The producer now writes __TypeId__: order, and the consumer maps order to its own class — decoupling the wire contract from internal package structure.

Best Practices

  • Always wrap value (and key) deserializers in ErrorHandlingDeserializer so poison messages route to a dead-letter topic instead of blocking the partition.
  • Scope spring.json.trusted.packages to your real DTO packages; avoid * on internet-facing or multi-tenant consumers.
  • Prefer immutable Java records for events — they document the contract and serialize predictably with Jackson.
  • Use spring.json.type.mapping instead of raw class names so producers and consumers can evolve package structures independently.
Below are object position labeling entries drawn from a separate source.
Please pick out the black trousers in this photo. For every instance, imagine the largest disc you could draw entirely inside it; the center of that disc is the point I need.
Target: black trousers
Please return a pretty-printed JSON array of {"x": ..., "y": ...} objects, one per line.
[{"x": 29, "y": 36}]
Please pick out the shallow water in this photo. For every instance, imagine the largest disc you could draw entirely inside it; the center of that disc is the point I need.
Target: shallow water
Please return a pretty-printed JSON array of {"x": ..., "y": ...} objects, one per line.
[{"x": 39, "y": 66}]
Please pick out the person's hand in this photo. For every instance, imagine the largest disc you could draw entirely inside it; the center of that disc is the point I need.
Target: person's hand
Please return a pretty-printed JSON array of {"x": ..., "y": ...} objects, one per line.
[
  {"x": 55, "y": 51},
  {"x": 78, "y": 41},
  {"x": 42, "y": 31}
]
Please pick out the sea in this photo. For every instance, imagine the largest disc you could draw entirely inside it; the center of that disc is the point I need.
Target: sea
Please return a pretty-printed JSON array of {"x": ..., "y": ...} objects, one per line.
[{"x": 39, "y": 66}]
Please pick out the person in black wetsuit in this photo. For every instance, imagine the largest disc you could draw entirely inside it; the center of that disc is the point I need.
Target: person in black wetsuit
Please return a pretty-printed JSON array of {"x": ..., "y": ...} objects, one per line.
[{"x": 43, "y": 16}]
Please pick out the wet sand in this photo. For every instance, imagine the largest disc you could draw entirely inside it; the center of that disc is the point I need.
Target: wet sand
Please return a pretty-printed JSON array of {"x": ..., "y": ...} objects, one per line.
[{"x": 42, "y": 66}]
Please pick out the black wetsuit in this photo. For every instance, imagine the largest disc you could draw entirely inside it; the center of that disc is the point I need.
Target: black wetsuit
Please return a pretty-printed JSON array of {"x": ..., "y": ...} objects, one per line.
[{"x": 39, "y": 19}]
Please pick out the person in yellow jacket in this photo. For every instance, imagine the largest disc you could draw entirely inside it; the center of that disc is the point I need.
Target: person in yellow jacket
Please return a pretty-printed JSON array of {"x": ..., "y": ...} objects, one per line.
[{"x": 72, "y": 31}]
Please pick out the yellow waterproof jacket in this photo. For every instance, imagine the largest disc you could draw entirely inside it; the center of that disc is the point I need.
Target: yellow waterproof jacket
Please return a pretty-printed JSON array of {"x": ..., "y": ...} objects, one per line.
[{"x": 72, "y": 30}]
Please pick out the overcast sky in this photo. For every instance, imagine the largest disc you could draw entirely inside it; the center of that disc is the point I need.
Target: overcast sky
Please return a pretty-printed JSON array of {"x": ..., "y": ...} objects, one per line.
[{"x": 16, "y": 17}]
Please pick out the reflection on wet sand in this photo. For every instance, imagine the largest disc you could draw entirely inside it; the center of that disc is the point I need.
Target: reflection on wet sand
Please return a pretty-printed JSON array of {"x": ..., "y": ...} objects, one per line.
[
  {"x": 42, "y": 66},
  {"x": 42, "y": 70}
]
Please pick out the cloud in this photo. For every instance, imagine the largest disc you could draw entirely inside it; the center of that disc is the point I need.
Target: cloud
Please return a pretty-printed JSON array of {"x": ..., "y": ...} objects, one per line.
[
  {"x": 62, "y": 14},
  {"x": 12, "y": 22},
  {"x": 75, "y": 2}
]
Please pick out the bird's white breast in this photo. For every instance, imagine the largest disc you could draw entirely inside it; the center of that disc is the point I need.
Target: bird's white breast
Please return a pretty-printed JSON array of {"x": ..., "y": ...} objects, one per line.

  • Set spring.json.value.default.type when consuming from non-Spring producers that do not emit __TypeId__.
  • Add only optional fields to evolve schemas safely, and configure Jackson with FAIL_ON_UNKNOWN_PROPERTIES=false so new producer fields do not break older consumers.
  • For strong cross-language schema guarantees, consider a Schema Registry with Avro or Protobuf instead of free-form JSON.